Hay tres clases de bares en los que se puede desayunar y se distinguen por la bollería. En los primeros te dan, si lo pides, mayormente señalando con el dedo, corisanes. El corisán es industrial y esponjoso, como el pan de molde pero en dulce. Viene en tenaces envoltorios monodosis de plástico transparente que se comportan como el celofán de las cajetillas. Hay cosas cuya resiliencia, su tendencia a volver una y otra vez a un estado de original perfección, debería estudiarse en las escuelas de psicología, de negocios y de padres. Nadie puede vencer al envoltorio de un corisán, al plástico de una cajetilla o al envoltorio de un condón. A la que te descuidas han vuelto al prístino estado que el creador para ellos quiso. Es el triunfo de la voluntad, el «Triumph des Willens» del objeto inanimado. Los corisanes son un poco así, como la gomaespuma de un colchón, e igual de secos, insípidos y de una color semejante. La ventaja es que, al no estar hechos de materia orgánica, son inodoros e insípidos y además duran para siempre.
Los curasanes, por contra, intentan imitar el original pero, como los bolsos de Loewe del negro atlético de la calle peatonal, son fácilmente distinguibles. Es mérito a reconocerles a quienes los perpetran que no intentan engañar con la seriedad que pone en el empeño quien, por ejemplo, falsifica billetes. Son, más bien, una parodia pringosa, una metadona de la grasa animal. Y es que, me malicio, si bien se hacen con harina y no con yeso, como los anteriores, la grasa empleada para hacerlos jugosos es aceite de automoción reciclado o el petróleo que antes ensuciaba los mares al limpiar las sentinas. Esto a simple vista no se advierte, sino que es impresión que asalta los sentidos al primer mordisco. La sinestesia, esa percepción que entrando por un canal misteriosamente activa otro, es asunto muy ligado a la ingesta de curasanes. Hay quien los muerde y le saben a negro, o les viene a la nariz el olor que desprenden, lejanas, las fábricas de sulfato para el escarabajo de la patata. Los ejemplos son múltiples y, por conocidos, no nos extenderemos, bastando decir que, para que la gente se vea obligada a comerse los que empieza, los untan de un algo brillante y pegajoso que impide desprenderlos de los dedos. Yo creo que ese producto es el mismo que venden para atrapar ratones, una pasta transparente que untas en un cartón y metes debajo del fregadero.
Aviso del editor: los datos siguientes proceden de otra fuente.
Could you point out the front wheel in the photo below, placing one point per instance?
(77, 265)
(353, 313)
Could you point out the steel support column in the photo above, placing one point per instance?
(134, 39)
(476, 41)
Los croissants, el original, están hechos de harina y manteca de vaca, que viene siendo mantequilla cocida lentamente para quitarle el agua y que decante otras porquerías. Son suaves, de un hojaldre esponjoso, levemente crujientes en el exterior, del color dorado de las mozas al final del verano y grasientos de una grasa leve, sabrosa, nutricia, puro condensado de vaca. Una persona normal podría comerse media docena, uno detrás de otro, lo cual que tampoco es sano. Ese es el motivo por el que los cobran caros y, además, rarean: política sanitaria. Hay sitios en los cuales, el mesonero truhán es un clásico, intentan hacernos pasar el curasán por croissant poniéndolo a la plancha muy untado de margarina. Cuidado con esto.
Cuando encuentro un bar en el que ponen croissants, sonrío. Luego saco mi libreta de ciudad, trasunto de las de campo de los naturalistas, y en ella, como un Attemborough emocionado, anoto día, hora y coordenadas UTM del feliz avistamiento.
En Francia no te engañan con el croissant que allí es religión.